Frank Griswold, who until his retirement last November was the presiding bishop of the Episcopal Church of the United States, will speak on February 24 at Trinity Episcopal Church to kick off the season of Lent with an address about prayer during difficult times. Griswold is familiar with the topic, having led the American church during one of its most turbulent eras – specifically, the 2003 consecration of a gay minister, V. Gene Robinson, as Bishop of New Hampshire, which provoked a deep rift within the church.

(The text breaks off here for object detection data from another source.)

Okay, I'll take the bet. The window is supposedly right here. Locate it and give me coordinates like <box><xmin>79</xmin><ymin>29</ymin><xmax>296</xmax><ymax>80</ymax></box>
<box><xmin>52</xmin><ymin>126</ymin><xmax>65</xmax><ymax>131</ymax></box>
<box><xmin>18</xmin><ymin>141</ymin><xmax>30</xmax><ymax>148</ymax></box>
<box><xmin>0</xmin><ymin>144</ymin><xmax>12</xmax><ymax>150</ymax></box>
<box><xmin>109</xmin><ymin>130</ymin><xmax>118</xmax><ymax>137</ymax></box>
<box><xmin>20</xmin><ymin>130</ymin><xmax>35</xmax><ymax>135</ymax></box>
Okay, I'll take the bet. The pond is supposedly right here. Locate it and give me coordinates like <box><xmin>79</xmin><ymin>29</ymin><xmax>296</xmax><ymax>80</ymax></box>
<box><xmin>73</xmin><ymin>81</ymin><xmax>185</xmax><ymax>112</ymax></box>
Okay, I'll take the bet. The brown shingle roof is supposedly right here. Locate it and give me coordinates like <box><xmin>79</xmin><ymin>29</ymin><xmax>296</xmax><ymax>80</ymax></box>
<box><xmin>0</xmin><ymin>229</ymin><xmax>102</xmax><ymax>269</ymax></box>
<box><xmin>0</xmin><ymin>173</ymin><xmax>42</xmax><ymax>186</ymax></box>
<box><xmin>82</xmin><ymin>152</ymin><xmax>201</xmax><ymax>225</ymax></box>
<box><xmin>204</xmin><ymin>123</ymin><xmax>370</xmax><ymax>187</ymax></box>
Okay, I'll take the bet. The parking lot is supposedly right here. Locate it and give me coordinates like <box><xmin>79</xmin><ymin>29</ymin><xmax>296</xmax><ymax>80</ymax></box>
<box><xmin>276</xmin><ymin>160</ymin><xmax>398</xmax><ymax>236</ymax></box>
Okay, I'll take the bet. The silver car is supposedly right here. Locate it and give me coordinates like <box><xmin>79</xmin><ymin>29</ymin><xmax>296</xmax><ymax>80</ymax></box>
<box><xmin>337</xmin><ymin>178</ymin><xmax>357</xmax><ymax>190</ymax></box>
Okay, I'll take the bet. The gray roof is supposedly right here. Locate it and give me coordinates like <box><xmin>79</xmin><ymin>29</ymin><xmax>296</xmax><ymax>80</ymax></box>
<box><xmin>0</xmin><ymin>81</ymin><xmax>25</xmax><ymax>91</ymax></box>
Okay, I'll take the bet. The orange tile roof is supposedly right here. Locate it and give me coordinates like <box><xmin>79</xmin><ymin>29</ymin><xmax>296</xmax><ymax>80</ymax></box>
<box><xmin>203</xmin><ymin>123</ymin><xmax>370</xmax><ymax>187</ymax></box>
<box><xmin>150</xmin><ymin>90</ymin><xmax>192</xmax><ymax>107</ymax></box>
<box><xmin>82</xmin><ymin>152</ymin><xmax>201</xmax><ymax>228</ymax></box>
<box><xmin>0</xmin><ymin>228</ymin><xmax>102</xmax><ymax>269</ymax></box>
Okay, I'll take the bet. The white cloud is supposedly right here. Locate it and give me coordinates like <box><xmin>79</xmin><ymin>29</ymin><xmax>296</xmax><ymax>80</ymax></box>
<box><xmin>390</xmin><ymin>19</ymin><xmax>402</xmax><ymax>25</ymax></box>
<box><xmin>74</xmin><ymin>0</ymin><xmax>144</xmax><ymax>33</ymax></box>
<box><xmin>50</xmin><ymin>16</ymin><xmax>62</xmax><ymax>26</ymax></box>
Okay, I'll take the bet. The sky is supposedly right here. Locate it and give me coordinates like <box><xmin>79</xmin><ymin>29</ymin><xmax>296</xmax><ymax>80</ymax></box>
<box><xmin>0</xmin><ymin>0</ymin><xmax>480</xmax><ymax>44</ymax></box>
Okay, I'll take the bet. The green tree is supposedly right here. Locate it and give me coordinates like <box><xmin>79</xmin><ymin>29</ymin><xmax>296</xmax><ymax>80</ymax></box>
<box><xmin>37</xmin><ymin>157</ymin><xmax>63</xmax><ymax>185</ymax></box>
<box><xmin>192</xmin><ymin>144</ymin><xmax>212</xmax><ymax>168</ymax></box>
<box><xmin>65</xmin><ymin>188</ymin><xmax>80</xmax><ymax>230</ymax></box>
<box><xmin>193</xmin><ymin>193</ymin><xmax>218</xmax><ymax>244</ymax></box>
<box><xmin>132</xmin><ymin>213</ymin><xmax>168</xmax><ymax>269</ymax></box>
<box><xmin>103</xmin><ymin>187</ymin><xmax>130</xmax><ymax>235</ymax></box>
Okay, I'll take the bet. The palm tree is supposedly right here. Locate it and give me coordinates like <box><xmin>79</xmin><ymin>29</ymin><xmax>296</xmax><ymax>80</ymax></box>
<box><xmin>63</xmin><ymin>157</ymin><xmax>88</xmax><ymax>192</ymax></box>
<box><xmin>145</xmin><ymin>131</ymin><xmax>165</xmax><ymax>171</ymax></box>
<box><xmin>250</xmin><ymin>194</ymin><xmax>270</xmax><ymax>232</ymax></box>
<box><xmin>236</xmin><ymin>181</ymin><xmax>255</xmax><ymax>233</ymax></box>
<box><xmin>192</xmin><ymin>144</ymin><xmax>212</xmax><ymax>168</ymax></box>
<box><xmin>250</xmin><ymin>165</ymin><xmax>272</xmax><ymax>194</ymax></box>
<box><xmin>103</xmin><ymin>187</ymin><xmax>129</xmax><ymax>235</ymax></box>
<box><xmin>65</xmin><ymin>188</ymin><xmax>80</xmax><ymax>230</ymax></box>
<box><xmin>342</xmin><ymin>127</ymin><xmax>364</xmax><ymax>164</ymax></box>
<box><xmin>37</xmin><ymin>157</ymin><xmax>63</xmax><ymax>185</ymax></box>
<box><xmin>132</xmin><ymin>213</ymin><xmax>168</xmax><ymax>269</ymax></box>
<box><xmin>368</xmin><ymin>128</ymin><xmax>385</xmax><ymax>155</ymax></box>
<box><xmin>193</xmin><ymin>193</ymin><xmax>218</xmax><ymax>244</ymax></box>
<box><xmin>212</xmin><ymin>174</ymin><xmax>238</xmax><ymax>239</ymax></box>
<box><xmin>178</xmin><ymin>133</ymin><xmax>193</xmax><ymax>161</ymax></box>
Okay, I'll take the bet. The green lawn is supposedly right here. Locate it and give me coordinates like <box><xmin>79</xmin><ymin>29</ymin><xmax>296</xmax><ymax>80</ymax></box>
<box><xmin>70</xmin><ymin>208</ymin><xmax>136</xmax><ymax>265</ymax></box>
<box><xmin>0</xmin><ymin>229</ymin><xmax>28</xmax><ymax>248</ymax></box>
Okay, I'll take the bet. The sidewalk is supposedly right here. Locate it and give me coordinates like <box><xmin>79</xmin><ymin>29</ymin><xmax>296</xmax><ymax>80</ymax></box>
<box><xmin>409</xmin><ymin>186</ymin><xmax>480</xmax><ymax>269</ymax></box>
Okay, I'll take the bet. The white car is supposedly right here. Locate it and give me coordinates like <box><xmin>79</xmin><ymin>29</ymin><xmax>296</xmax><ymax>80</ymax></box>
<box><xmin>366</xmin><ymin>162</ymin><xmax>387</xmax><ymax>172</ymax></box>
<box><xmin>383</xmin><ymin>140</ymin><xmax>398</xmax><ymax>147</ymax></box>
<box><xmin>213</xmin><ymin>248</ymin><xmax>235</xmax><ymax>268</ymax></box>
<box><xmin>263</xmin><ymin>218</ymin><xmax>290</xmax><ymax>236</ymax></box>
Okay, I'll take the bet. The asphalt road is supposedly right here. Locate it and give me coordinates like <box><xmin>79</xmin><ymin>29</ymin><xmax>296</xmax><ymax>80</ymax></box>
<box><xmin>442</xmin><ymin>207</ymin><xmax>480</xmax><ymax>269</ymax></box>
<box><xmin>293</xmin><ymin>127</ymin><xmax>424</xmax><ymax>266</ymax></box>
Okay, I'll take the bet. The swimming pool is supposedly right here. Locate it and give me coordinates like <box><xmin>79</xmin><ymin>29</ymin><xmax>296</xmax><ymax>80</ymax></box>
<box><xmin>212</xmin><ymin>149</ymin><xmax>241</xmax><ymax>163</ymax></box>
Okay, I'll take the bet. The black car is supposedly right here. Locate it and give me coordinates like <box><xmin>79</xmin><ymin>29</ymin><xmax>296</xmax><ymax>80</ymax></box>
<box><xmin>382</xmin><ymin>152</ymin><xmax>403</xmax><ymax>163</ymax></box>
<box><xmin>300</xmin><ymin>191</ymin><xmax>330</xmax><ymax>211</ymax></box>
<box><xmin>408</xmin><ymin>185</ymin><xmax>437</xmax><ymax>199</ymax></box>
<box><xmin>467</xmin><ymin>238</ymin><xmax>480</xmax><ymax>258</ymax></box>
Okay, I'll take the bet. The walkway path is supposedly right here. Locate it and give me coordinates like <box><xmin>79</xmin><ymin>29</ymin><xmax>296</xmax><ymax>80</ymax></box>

Inogen, Inc., a Santa Barbara-based designer and manufacturer of devices that help people suffering from respiratory illnesses, announced on February 16 that it had secured $22 million from the venture capital arm of the Danish pharmaceutical company Novo Nordisk to apply toward research and development of new devices. According to Inogen, the money will help popularize the Inogen One, a portable, 10-pound respiratory aid the company says could replace the bulkier models currently used by those who have difficulty breathing.

The computers at Santa Barbara public libraries are now equipped to serve the blind and visually impaired. Thanks to a grant from the Santa Barbara Foundation, a program called ZoomText has been installed which not only can magnify documents up to 36 times their original size but also read them aloud using the NeoSpeech voice synthesizer. In addition, another text-to-speech software program called Jaws – whose use is taught at the Braille Institute and in public schools – is available on one computer in the Central Library in downtown Santa Barbara.